A doutrina moderna entende que princípio da legalidade deve ser compreendido como sendo a junção do princípio da reserva legal (lei em sentido estrito) mais o princípio da anterioridade.

Noutro vértice, encontram-se as normas penais em branco, que são normas que necessitam de uma complementação normativa para que se possa compreender a aplicação de seu preceito primário, sendo tais normas subdivididas em normas penais em branco homogêneas e normas penais em branco heterogêneas.

A norma penal em branco homogênea tem seu complemento normativo emanado do legislador, passando por um trâmite legislativo a fim de se inovar a ordem jurídica.

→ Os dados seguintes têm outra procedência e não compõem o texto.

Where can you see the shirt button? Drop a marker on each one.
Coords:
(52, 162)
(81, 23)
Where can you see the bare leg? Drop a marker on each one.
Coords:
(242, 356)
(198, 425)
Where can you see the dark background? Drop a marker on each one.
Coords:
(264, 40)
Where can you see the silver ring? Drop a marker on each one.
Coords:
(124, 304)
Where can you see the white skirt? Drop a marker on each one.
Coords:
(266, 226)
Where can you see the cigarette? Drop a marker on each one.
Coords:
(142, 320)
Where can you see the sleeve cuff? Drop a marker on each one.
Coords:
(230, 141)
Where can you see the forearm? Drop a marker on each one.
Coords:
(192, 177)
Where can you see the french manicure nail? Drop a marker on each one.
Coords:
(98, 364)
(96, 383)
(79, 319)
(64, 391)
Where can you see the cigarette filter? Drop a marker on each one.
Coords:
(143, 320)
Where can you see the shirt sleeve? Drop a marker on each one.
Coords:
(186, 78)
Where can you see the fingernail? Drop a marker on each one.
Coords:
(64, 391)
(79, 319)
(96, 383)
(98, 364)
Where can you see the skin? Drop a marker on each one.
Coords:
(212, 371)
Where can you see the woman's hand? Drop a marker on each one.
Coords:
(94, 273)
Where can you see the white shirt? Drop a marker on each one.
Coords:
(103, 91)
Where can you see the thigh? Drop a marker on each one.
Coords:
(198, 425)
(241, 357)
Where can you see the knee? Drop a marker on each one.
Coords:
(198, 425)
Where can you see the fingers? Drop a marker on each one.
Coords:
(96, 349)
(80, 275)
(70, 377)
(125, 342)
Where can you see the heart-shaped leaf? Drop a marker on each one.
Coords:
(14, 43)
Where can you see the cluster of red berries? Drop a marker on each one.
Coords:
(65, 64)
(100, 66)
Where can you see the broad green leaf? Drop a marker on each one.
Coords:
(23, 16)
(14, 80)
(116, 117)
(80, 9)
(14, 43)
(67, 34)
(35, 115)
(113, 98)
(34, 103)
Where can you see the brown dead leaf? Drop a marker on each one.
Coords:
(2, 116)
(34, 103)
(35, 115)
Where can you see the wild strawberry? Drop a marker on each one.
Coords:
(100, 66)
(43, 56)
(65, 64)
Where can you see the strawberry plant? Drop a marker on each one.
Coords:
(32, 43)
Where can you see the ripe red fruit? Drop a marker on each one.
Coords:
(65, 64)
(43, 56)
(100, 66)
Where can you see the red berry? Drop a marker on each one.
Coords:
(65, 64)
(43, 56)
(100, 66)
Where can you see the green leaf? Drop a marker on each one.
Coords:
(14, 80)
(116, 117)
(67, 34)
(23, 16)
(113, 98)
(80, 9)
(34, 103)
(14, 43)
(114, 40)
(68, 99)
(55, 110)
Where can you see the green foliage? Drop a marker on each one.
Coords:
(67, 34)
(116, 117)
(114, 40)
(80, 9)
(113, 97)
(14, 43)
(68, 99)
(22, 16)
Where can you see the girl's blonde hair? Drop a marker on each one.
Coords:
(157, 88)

Entretanto, a norma penal em branco heterogênea tem seu complemento normativo emanado por outra esfera de poder, que não é o legislativo, sem passar por trâmites legais, inovando a ordem jurídica.

Em face da ponte que se faz ao criar tipos penais sem se passar pelo trâmite legislativo, através de discussões em ambas as casas do Congresso Nacional, as normas penais em branco heterogêneas perscrutam demasiados estudiosos do direito sobre sua compatibilização com o princípio da legalidade, em especial no seu fundamento democrático, ou seja, uma “criação” camuflada de tipos penais sem ser pelos representantes do povo.

Reportam, ainda, que as normas penais em branco heterogêneas, à guisa do princípio da legalidade, não obedecem à taxatividade da norma, remetendo a complementação de seu conteúdo a outras esferas de poder, que deteriam, em tese, uma função indireta atípica de legislar sobre Direito Penal.

O presente trabalho foi embasado em pesquisas bibliográficas, visando demonstrar a afronta ao princípio da legalidade pelas normas penais em branco heterogêneas.

 

1  ONTOLOGIA DO DIREITO PENAL

 

Em apertada síntese, o Direito Penal é um ramo do Direito Público, por conter mandamentos de ordem pública impostos a todos de maneira coercitiva em um determinado território.

Na lição de Bruno Aníbal, o Direito Penal é: [1]

 

O conjunto de normas jurídicas que regulam a atuação estatal nesse combate contra o crime, através de medidas aplicadas aos criminosos, é o Direito Penal. Nele se definem os fatos puníveis e se cominam as respectivas sanções – os dois grupos dos seus componentes essenciais, tipos penais e sanções. É um direito que se distingue entre os outros pela gravidade das sanções que se impõe e a severidade de sua estrutura, bem definida e rigorosamente delimitada. 

 

Dessa forma, o Direito Penal, à luz dos funcionalistas teleológicos, é o ramo do direito responsável a resguardar ou proteger os bens jurídicos mais importantes e necessários à vida em sociedade, qualificando determinadas condutas humanas como infrações penais, definindo seus agentes e fixando sanções correspondentes.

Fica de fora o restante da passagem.